Running the notebooks using Binder

For running the jupyter notebook for Enrichment Analysis using KnetMiner SPARQL endpoint,
click on launch binder: Binder

For running the jupyter notebook for gene-concept relations from the database,
click on launch binder: Binder

Please Note: The binders take sometime to be built and might fail a couple of times before launching successfully.

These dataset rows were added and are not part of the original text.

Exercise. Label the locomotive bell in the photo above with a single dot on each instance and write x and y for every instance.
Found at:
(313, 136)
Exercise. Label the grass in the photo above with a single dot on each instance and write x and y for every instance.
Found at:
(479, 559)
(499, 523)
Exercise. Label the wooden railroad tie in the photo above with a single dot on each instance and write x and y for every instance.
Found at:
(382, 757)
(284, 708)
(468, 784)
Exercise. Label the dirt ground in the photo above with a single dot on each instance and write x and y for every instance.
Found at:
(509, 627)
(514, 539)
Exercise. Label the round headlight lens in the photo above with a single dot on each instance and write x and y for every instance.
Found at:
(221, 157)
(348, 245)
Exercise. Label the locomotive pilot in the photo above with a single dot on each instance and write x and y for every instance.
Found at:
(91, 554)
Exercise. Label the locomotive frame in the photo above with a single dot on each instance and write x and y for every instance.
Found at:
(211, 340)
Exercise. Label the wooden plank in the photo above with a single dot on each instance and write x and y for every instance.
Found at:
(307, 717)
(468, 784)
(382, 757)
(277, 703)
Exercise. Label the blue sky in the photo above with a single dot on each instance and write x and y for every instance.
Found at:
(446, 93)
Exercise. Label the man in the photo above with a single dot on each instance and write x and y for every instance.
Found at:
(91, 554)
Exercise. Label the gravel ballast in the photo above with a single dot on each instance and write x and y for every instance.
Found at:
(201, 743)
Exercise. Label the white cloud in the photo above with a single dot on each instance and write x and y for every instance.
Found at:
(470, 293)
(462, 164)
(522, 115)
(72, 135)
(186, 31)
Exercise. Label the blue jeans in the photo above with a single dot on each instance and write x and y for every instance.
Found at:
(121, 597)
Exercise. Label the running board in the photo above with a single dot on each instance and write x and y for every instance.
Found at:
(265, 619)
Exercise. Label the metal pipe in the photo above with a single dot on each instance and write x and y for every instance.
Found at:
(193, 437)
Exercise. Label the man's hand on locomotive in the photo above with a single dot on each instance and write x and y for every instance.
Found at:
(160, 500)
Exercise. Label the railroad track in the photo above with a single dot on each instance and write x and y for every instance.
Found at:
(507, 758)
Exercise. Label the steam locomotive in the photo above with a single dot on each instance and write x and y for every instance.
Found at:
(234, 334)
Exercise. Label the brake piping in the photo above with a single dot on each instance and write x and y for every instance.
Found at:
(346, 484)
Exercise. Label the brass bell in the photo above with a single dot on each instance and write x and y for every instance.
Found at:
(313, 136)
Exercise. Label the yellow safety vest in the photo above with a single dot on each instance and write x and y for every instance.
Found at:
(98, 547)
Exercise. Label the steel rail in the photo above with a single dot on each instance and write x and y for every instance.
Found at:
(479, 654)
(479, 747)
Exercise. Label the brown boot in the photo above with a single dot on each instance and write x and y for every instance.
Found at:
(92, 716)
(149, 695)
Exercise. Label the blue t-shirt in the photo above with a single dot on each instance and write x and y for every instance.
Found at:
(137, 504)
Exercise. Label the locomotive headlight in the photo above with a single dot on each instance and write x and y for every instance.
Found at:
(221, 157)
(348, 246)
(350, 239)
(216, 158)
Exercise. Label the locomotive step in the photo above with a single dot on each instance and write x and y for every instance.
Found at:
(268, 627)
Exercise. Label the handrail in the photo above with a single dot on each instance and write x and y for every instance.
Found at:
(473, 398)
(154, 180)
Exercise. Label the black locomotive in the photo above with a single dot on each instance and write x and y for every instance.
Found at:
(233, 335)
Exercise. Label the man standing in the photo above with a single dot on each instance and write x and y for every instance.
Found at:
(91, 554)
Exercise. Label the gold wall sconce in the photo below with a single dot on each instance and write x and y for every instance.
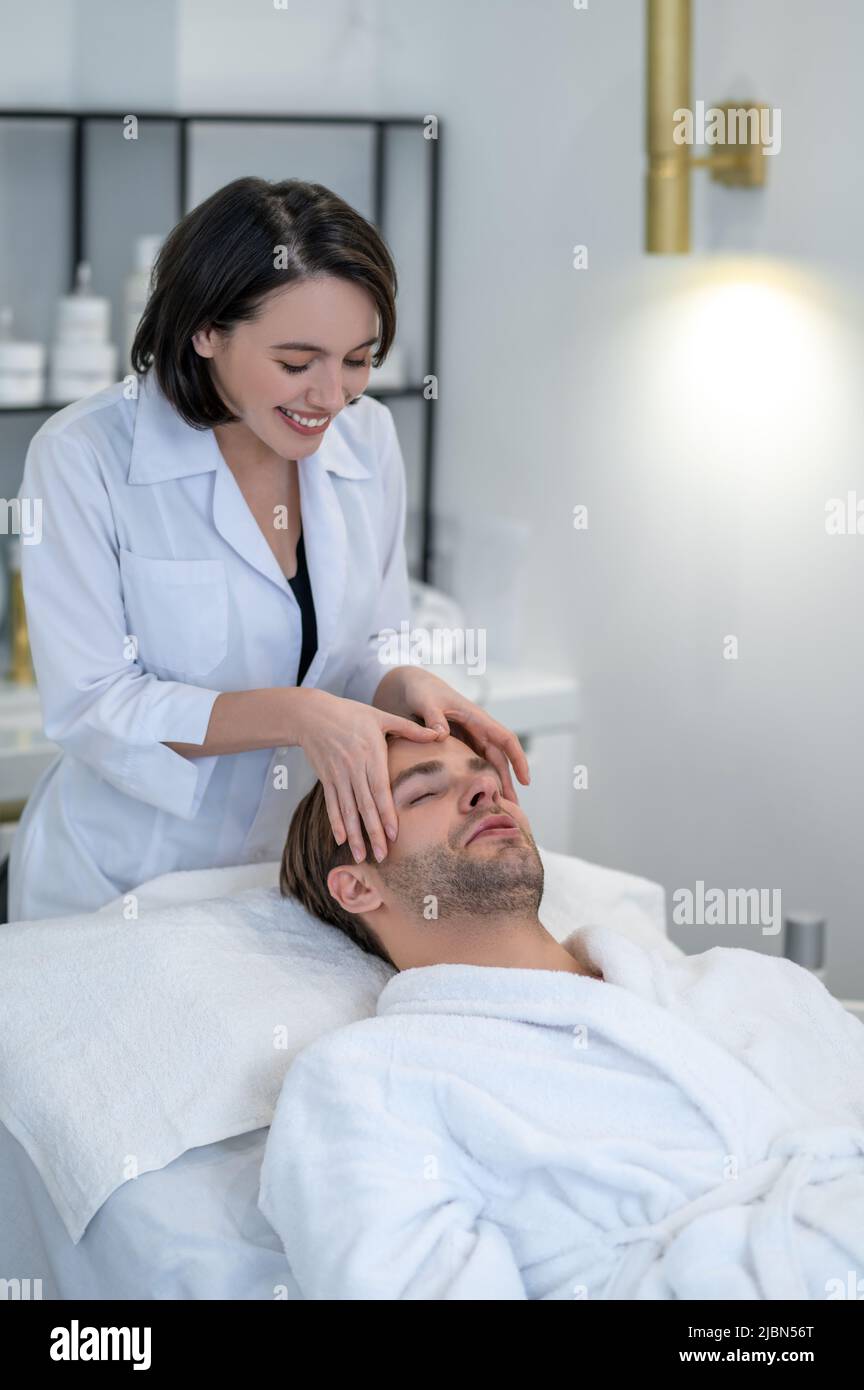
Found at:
(731, 160)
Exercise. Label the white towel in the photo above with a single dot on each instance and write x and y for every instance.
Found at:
(125, 1043)
(686, 1127)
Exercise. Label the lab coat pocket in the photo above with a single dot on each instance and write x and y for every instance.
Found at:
(177, 612)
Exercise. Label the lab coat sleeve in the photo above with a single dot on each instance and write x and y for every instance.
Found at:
(393, 603)
(96, 702)
(371, 1197)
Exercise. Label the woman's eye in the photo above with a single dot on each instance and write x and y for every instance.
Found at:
(347, 363)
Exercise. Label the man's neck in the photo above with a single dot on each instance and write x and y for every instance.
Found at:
(521, 945)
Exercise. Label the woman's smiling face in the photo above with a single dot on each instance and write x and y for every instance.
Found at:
(310, 352)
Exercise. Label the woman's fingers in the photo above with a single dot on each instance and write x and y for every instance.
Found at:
(347, 808)
(409, 729)
(370, 812)
(378, 774)
(497, 736)
(332, 809)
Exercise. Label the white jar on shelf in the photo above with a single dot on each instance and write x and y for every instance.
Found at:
(82, 357)
(21, 367)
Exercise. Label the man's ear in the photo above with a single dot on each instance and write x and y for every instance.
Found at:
(353, 888)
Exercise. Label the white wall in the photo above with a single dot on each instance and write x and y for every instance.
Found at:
(704, 407)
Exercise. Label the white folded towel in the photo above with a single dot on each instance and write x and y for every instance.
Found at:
(124, 1043)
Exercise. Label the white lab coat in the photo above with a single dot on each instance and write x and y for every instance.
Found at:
(146, 534)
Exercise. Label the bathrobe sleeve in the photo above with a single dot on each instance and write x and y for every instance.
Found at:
(97, 704)
(368, 1193)
(393, 594)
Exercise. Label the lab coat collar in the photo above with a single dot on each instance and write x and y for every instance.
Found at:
(164, 446)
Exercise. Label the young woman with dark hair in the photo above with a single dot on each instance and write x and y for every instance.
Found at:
(222, 549)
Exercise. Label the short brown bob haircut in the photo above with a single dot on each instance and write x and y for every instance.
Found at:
(311, 851)
(218, 263)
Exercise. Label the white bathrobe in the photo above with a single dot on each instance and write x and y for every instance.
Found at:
(679, 1129)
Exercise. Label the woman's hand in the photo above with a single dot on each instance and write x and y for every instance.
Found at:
(345, 742)
(410, 690)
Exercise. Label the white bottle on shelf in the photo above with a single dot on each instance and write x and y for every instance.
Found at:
(21, 366)
(82, 359)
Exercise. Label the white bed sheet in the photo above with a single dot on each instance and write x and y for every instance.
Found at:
(190, 1230)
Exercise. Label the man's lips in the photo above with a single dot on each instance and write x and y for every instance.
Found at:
(493, 824)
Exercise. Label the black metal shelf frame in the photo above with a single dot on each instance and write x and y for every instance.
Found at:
(379, 125)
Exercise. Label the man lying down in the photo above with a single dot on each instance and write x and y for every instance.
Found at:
(532, 1119)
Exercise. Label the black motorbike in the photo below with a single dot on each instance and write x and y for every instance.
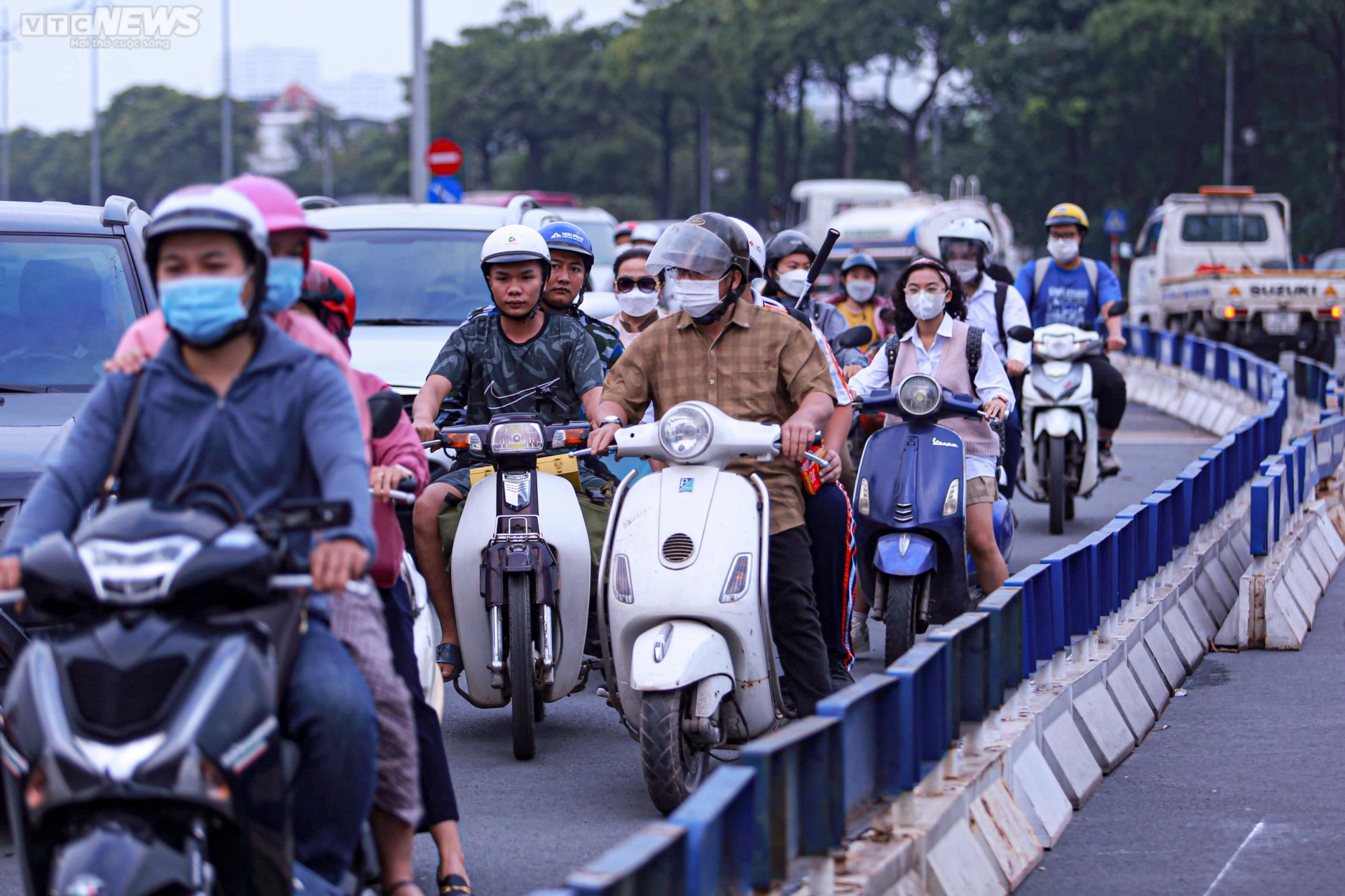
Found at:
(142, 743)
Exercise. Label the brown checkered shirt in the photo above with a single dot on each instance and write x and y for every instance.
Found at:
(759, 369)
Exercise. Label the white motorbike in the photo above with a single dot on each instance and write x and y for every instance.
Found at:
(1059, 418)
(682, 596)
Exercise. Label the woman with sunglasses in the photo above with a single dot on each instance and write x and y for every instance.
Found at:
(932, 339)
(638, 292)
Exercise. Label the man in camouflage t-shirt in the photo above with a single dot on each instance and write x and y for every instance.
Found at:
(516, 361)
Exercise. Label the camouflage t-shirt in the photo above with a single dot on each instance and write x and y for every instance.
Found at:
(605, 337)
(544, 375)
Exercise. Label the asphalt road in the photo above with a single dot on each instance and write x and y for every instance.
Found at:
(526, 825)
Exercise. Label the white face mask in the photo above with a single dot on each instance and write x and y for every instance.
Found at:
(638, 303)
(860, 289)
(967, 270)
(925, 305)
(698, 298)
(1063, 251)
(794, 282)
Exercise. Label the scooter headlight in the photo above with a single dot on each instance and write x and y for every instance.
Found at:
(518, 438)
(919, 396)
(687, 432)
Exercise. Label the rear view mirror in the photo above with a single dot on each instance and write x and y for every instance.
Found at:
(385, 411)
(856, 337)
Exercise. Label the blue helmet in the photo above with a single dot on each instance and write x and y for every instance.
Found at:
(568, 237)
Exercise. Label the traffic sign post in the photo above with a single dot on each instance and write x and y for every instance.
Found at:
(1115, 223)
(444, 158)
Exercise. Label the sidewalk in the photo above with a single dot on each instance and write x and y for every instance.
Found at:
(1241, 787)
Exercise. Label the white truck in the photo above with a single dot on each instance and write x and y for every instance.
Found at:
(1219, 264)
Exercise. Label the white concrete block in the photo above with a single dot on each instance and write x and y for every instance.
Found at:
(958, 865)
(1071, 760)
(1103, 726)
(1184, 638)
(1165, 657)
(1131, 701)
(1149, 678)
(1040, 797)
(1007, 830)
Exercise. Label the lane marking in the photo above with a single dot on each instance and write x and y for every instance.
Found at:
(1255, 830)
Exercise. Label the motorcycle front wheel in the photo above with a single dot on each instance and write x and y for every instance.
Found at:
(672, 767)
(522, 693)
(1056, 482)
(904, 595)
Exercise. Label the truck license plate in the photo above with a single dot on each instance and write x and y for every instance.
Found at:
(1281, 323)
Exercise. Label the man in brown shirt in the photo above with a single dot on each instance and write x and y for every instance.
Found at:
(752, 365)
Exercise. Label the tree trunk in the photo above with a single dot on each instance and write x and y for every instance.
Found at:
(663, 201)
(755, 128)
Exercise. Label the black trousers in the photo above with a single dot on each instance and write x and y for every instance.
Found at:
(827, 517)
(794, 619)
(1110, 392)
(436, 785)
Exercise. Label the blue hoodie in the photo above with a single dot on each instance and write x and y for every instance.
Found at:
(287, 428)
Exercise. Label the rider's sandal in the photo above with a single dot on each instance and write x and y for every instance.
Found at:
(454, 884)
(448, 654)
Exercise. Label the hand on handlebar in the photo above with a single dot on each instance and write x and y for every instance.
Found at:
(384, 481)
(994, 409)
(336, 563)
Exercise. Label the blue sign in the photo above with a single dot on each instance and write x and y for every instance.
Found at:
(444, 190)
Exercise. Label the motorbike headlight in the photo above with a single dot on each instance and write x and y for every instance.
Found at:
(517, 438)
(919, 396)
(687, 432)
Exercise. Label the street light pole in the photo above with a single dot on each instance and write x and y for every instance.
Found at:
(226, 108)
(420, 105)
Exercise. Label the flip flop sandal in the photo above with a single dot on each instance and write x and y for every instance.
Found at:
(454, 884)
(450, 654)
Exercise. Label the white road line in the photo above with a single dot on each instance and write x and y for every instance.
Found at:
(1239, 852)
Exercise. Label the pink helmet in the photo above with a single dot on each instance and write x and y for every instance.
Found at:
(277, 203)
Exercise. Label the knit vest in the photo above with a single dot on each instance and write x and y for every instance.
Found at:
(951, 373)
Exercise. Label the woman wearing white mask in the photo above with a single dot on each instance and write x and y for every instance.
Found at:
(638, 292)
(930, 314)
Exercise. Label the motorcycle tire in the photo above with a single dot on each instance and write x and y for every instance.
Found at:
(900, 622)
(1056, 482)
(521, 669)
(672, 767)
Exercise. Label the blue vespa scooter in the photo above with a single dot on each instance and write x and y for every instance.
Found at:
(911, 513)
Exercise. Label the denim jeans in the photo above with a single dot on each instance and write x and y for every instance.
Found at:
(330, 715)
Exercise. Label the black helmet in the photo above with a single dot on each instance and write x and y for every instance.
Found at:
(709, 244)
(789, 242)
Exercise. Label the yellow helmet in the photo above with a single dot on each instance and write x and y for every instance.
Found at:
(1067, 213)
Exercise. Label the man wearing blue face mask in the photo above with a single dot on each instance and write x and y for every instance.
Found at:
(233, 401)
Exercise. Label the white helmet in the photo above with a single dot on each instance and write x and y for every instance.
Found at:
(209, 207)
(757, 247)
(970, 229)
(516, 242)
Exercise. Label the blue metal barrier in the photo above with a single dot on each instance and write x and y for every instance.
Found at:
(719, 832)
(799, 806)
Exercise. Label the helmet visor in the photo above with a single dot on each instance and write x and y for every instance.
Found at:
(687, 247)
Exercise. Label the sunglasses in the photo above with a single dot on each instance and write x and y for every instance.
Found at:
(627, 284)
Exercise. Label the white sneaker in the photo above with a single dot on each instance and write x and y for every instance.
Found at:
(858, 631)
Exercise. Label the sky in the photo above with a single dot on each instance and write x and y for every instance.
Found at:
(50, 83)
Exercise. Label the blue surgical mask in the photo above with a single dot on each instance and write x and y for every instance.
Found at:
(201, 310)
(284, 280)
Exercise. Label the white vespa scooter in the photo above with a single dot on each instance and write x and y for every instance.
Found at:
(1059, 418)
(682, 596)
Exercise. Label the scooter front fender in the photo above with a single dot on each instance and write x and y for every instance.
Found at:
(678, 653)
(906, 555)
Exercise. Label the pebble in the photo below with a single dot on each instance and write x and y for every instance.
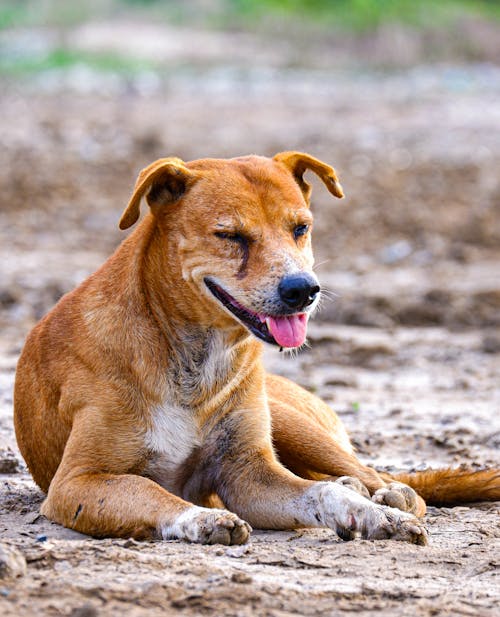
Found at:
(12, 562)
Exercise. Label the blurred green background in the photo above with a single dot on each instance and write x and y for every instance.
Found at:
(434, 31)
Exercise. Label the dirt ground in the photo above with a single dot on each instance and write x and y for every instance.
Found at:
(407, 352)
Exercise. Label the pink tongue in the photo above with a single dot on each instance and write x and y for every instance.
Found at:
(288, 331)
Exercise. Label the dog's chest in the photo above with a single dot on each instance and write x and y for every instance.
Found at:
(174, 430)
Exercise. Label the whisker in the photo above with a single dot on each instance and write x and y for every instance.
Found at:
(321, 263)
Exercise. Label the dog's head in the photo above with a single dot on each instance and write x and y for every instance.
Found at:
(239, 230)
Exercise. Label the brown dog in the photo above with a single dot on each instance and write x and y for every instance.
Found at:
(142, 392)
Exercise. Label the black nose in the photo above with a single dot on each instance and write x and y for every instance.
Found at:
(298, 290)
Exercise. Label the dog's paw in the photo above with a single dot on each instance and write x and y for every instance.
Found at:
(208, 526)
(397, 495)
(354, 484)
(351, 515)
(396, 525)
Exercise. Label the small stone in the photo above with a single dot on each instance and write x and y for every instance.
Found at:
(12, 562)
(241, 577)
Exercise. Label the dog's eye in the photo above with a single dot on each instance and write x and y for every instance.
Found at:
(233, 237)
(300, 230)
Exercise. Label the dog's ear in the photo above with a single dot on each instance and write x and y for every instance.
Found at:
(299, 162)
(164, 181)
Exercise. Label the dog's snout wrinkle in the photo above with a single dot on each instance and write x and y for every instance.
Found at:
(298, 291)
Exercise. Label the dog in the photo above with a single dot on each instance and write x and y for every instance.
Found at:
(141, 404)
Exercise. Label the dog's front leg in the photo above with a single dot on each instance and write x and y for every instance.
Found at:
(93, 492)
(268, 496)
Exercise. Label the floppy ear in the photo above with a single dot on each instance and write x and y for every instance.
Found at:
(299, 162)
(164, 181)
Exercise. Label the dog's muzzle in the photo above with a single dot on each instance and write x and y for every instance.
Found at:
(286, 329)
(298, 291)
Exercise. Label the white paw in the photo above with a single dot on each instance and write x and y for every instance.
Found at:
(350, 514)
(208, 526)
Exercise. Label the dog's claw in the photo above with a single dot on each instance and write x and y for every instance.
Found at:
(354, 484)
(397, 495)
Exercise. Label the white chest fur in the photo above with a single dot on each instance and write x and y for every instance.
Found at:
(173, 432)
(170, 439)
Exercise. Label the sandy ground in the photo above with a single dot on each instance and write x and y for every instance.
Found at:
(407, 353)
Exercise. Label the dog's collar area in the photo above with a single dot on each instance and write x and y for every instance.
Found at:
(251, 320)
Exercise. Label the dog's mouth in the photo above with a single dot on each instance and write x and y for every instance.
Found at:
(283, 330)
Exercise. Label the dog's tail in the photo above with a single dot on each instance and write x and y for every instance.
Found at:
(441, 487)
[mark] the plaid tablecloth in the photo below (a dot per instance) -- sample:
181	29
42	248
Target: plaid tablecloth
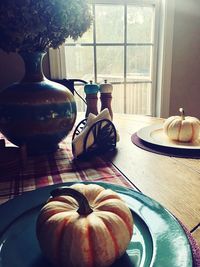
53	168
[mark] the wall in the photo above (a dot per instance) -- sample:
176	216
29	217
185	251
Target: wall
185	78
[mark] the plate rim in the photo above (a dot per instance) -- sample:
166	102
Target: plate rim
145	135
43	193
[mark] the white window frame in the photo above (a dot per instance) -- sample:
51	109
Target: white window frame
163	41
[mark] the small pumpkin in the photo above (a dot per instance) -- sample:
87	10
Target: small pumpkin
84	226
182	128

Running the notebooks on local computer

Download the notebooks

Download the zipped folder for the interactive notebooks and the required files and unzip it.

Install conda and dependncies

  1. Install Miniconda

  2. Open the miniconda prompt and write the following commands:
    (note: change "path/to/interactive_jupyter_notebook" to actual path)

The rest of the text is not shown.